Several analysts have called for the RBI to intervene in the forex market in order to prevent the recent sharp depreciation in the rupee from fuelling imported inflation, which could add to already high domestic price pressures.

The RBI has always maintained that it does not use the rupee as a tool for inflation management. However, in its latest policy, it said a falling rupee may have adverse effects on inflation.

“One should not look at our exchange rate policy within the narrow boundaries of inflation management," Gokarn said.

“There is larger logic and context to our exchange rate policy and we have over the last few years allowed the rupee to float within the broader structural boundaries of debt limitations or debt restrictions, so that policy remains," he added.

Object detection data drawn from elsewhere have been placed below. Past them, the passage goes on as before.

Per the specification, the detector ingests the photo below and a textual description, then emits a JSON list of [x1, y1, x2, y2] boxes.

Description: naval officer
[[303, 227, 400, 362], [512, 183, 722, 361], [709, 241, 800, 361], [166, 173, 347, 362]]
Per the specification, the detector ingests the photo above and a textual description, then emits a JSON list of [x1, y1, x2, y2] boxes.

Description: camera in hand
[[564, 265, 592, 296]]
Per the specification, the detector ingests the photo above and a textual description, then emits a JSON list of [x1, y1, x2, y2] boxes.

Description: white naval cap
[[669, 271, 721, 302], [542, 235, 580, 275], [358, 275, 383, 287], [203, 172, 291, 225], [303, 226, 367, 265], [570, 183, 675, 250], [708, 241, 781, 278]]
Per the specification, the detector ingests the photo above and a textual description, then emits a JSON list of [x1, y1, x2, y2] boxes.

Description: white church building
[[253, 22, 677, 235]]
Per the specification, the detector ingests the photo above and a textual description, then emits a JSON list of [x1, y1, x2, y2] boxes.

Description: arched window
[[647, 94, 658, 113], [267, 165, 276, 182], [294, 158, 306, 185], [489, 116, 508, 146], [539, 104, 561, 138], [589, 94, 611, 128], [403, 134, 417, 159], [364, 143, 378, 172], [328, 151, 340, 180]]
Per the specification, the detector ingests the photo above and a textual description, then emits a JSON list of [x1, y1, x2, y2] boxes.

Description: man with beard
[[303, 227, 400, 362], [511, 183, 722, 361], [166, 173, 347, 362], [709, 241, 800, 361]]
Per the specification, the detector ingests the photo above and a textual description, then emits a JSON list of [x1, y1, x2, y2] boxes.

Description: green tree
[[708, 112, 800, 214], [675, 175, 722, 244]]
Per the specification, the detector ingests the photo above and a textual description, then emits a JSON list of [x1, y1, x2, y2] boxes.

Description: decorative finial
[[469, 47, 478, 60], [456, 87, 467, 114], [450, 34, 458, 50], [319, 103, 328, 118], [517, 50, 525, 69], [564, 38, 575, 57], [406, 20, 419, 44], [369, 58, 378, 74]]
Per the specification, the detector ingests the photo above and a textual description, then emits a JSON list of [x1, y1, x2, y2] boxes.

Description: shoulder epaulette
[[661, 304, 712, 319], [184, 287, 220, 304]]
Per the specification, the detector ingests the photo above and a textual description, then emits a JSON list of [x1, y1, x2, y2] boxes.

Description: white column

His comments come on a day when the rupee hit 49.90, its lowest since 14 May 2009, and a day after it shed 2.5% to post its biggest single-day loss in nearly three years.

The local unit has declined nearly 12% from its 2011 high of 43.8550 against the dollar reached in late July.

At 12:08 pm, the partially convertible rupee was at 49.65/66 per dollar, off the day’s low of 49.90 and 0.2% below Thursday’s close of 49.57/58.

“It is important for people to recognize that volatility in the exchange rate is a part of the game now and your investment or return calculations have to take that into account and you have to decide how you are going to hedge that risk," Gokarn said.

The RBI has refrained from intervening in the foreign exchange market for eight straight months until July, latest central bank data showed earlier this month.

However, there has been speculation in the forex market over the last few days that the RBI may have stepped in to support the local unit.

Several traders had said the RBI likely sold dollars on Thursday. However, this can only be confirmed when the central bank releases the intervention data for this month in November.